Deputy Premier announces expanded inner-city school building programme

The Deputy Premier and Minister for Education, James Merlino, this morning announced work to acquire a site in Docklands for a primary school will begin immediately.
On top of the new Docklands primary school, the Inner-city New School Package will see:
- Identification of sites and the commencement of planning for a new primary school in North Melbourne.
- Identification of sites for both a primary and secondary school at Fishermans Bend.
- Secure a site to expand Albert Park College by five classrooms.
- Deliver the remaining funding for South Melbourne Park Primary School and Prahran High School.
- Open the new Richmond High School and Ferrars Sreet Primary School in 2018.
It is expected that 90,000 students are forecast to enter Victorian schools over the next five years and 5,000 new places in the inner-city will be eventually be created through the initiatives listed above.
A Victorian Government media release states that inner-city enrolment boundaries will also be changed so kids living in Docklands will be able to go to the new Ferrars Street Primary School and University High School in Parkville.
Renders of Victoria's first vertical school to be built on Ferrars Street can be seen in our August 2016 article.
Community Discussion (5)
And to answer Alastair's question, how did it come about that 50% of students come from outside the zone?

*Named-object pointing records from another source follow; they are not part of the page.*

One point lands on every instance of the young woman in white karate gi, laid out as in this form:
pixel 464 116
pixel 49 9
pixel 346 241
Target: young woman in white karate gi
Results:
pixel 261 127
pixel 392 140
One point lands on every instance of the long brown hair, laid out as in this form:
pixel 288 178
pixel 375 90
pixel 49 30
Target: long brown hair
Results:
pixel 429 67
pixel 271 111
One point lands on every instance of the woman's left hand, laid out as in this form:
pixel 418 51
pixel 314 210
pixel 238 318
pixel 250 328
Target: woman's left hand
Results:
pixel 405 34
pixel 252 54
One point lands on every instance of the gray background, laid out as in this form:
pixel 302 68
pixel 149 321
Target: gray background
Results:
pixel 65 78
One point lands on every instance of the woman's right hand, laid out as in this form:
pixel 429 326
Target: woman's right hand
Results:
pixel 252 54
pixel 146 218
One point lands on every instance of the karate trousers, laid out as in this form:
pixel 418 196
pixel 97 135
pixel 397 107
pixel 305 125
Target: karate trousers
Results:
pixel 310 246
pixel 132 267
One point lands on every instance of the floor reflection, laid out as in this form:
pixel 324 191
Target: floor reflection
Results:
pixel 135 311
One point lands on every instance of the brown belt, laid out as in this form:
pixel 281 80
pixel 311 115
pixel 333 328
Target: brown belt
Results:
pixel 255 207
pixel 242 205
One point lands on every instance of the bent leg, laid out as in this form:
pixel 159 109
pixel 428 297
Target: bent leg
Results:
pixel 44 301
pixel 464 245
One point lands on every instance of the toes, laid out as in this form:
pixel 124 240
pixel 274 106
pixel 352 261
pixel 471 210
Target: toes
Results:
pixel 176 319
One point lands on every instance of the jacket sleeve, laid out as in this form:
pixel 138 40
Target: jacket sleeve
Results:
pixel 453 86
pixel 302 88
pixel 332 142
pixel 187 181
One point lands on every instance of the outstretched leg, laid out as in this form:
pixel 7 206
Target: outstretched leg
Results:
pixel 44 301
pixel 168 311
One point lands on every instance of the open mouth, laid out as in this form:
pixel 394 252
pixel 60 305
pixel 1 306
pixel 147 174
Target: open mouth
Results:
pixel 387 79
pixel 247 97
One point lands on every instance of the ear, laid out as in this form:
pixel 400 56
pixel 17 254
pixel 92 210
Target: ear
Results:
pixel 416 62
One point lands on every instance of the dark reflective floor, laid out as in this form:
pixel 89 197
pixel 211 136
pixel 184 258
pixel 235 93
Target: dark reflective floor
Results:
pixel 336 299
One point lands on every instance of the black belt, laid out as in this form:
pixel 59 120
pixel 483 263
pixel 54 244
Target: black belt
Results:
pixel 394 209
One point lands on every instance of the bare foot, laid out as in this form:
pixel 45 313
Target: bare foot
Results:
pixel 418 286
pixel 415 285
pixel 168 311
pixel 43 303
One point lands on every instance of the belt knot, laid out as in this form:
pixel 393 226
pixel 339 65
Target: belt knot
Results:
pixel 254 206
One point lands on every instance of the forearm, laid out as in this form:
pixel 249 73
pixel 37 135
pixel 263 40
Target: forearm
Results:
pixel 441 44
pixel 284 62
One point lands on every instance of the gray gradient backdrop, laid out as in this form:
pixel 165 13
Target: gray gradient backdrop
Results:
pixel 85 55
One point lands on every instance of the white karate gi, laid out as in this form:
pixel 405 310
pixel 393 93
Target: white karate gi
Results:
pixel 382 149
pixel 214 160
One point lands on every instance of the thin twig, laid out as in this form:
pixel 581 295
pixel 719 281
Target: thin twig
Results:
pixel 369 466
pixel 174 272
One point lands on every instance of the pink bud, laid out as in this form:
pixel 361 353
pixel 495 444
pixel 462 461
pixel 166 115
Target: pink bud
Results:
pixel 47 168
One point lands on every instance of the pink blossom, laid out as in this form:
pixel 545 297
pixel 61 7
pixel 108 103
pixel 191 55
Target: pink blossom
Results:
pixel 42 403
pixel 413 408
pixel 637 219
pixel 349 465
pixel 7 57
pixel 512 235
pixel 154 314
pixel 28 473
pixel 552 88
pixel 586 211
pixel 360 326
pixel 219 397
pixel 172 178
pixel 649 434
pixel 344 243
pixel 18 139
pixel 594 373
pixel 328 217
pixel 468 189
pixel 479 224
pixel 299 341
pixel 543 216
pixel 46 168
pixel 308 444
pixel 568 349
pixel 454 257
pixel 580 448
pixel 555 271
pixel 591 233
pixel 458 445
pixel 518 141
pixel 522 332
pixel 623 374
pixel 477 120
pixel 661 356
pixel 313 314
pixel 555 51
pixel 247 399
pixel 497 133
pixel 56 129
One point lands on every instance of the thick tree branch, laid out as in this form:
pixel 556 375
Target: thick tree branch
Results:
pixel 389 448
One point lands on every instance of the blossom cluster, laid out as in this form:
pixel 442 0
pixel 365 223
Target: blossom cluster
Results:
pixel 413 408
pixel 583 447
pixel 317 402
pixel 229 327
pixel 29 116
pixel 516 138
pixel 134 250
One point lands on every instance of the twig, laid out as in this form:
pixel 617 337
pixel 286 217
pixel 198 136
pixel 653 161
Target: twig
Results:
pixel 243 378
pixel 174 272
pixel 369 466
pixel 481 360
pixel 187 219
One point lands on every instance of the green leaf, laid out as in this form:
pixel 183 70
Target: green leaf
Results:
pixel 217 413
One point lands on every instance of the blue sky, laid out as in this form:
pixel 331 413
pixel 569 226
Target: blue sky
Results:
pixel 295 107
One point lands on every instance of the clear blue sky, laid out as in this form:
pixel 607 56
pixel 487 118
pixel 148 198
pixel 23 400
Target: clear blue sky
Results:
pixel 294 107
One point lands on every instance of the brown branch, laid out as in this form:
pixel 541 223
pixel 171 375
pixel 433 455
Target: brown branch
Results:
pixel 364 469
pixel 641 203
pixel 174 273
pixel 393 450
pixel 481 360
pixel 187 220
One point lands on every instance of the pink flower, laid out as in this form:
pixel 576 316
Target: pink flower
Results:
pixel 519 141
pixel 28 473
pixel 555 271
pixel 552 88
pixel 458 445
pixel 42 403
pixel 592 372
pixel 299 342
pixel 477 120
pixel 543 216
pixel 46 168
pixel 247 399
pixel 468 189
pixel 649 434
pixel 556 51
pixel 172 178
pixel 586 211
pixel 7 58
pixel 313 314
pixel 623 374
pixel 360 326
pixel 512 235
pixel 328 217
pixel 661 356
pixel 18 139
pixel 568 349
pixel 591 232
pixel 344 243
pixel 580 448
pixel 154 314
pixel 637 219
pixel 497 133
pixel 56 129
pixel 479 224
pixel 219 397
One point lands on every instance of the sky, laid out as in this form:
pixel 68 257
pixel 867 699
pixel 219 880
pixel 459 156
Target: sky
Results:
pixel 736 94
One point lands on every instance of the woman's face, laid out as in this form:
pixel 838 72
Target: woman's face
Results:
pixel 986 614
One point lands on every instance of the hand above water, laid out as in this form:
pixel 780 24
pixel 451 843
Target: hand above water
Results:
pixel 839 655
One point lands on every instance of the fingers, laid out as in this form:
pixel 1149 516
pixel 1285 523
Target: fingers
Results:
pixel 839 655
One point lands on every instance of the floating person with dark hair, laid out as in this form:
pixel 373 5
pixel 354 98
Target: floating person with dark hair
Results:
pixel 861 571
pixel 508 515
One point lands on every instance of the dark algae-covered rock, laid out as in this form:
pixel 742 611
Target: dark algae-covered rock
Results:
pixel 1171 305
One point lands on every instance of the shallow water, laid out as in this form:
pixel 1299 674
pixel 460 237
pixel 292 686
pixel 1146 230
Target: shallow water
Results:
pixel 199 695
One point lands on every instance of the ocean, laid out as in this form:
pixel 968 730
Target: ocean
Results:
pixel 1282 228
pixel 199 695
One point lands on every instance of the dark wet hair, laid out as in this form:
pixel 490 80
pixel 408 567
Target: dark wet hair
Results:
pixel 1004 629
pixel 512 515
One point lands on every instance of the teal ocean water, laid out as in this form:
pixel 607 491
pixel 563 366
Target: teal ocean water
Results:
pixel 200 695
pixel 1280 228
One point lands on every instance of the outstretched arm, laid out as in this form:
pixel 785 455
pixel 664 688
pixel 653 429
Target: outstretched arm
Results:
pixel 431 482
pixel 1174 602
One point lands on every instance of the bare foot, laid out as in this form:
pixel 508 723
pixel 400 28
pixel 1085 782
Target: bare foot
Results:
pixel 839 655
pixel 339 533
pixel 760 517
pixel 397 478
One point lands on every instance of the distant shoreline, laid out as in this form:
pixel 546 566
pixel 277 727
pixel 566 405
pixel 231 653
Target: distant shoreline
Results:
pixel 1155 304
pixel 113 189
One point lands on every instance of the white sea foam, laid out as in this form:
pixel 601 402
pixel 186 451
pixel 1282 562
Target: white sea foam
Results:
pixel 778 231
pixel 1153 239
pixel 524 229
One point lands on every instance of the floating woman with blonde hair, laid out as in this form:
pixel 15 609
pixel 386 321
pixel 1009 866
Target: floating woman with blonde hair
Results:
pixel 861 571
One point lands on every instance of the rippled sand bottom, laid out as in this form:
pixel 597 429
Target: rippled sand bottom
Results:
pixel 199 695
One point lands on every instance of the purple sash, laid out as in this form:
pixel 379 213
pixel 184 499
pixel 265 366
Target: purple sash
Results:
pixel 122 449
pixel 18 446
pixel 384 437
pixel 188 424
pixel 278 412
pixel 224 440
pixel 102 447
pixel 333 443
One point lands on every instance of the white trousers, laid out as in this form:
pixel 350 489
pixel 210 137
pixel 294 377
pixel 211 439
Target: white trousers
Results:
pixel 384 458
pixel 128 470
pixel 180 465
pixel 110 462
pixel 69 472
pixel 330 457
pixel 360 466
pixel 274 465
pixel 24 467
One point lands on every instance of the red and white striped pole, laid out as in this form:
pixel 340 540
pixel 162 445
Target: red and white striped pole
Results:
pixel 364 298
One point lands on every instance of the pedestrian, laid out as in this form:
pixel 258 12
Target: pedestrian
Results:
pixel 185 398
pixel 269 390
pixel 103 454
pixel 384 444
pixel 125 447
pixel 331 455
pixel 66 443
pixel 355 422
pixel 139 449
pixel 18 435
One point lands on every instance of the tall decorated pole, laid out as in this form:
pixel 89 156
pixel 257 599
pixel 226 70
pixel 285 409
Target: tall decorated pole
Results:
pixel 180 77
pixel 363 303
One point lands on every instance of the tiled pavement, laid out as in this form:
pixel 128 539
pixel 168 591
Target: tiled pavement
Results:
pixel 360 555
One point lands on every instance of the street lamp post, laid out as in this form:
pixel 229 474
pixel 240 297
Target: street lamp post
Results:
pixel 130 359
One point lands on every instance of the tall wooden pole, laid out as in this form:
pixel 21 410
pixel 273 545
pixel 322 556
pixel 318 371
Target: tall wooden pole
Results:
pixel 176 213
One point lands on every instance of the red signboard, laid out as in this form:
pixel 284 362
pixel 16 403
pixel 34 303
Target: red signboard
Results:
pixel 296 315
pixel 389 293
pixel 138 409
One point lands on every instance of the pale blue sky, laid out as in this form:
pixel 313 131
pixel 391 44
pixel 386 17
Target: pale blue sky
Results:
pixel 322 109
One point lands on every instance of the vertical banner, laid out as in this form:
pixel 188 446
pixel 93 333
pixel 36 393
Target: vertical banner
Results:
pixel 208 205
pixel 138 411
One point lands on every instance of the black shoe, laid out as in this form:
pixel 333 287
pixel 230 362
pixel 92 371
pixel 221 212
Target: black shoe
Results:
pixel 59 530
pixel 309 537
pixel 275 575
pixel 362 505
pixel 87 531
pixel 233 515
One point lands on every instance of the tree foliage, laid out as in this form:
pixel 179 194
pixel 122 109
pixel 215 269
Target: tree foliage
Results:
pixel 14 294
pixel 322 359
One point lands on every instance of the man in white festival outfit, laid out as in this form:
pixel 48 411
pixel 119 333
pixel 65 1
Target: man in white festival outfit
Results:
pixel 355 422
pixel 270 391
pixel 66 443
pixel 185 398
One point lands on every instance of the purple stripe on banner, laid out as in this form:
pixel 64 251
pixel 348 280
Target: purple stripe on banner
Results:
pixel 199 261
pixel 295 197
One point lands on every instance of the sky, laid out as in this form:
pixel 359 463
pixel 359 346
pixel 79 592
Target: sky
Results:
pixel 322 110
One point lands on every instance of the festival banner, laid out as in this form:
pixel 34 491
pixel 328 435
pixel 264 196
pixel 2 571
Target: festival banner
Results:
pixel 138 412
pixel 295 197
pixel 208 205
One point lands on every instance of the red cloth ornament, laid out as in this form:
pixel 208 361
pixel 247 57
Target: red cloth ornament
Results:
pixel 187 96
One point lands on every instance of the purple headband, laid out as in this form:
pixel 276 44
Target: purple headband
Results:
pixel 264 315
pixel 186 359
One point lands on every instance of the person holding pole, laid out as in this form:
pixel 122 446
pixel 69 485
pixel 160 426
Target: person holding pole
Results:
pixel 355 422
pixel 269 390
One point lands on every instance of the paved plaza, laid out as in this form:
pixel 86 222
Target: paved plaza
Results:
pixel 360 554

Easy. All it takes to enrol in a state school is to rent a property in the school zone and live in it for 12 months. After 12 months, even if the family moves elsewhere, it is government policy that the student may remain enrolled at that school for the duration of their schooling. The Minister hasn't reviewed this policy (for obvious reasons) and so is disingenuous when he suggests that such enrolments are somehow the fault of the school. Is he now proposing to ask that current group of students and parents to find a local school for 2017?
These schools all know what's been going on with inner city enrolments, and they ALL know Labor was preparing a response, and I'll be amazed if they weren't all formal stakeholders in that.
I'm guessing that there are some comfortably middle-class inner-suburban schools that don't fancy taking on the generation of kids growing up in Docklands. This decision doesn't give them time to line up all their faux justifications for not taking on the students that the government, being the appointed agent of the taxpayers who fund the schools, says they should.
shopping around for a public school by parents? or?
http://www.theage.com.au/victoria/uni-high-attacks-andrews-government-over-deeply-disappointing-decision-20161013-gs1kua.html
Could the Minister have picked a worse time of year to drop that bombshell on local schools?
Schools, like other large, complex organisations, need reasonably long lead times to respond to major policy shifts. At present, they will be right in the middle of planning next years' programs, staffing and curriculum offering based on expected and projected enrolment numbers ... dropping an additional population of 6000 into their respective school zones has the potential to cause chaos.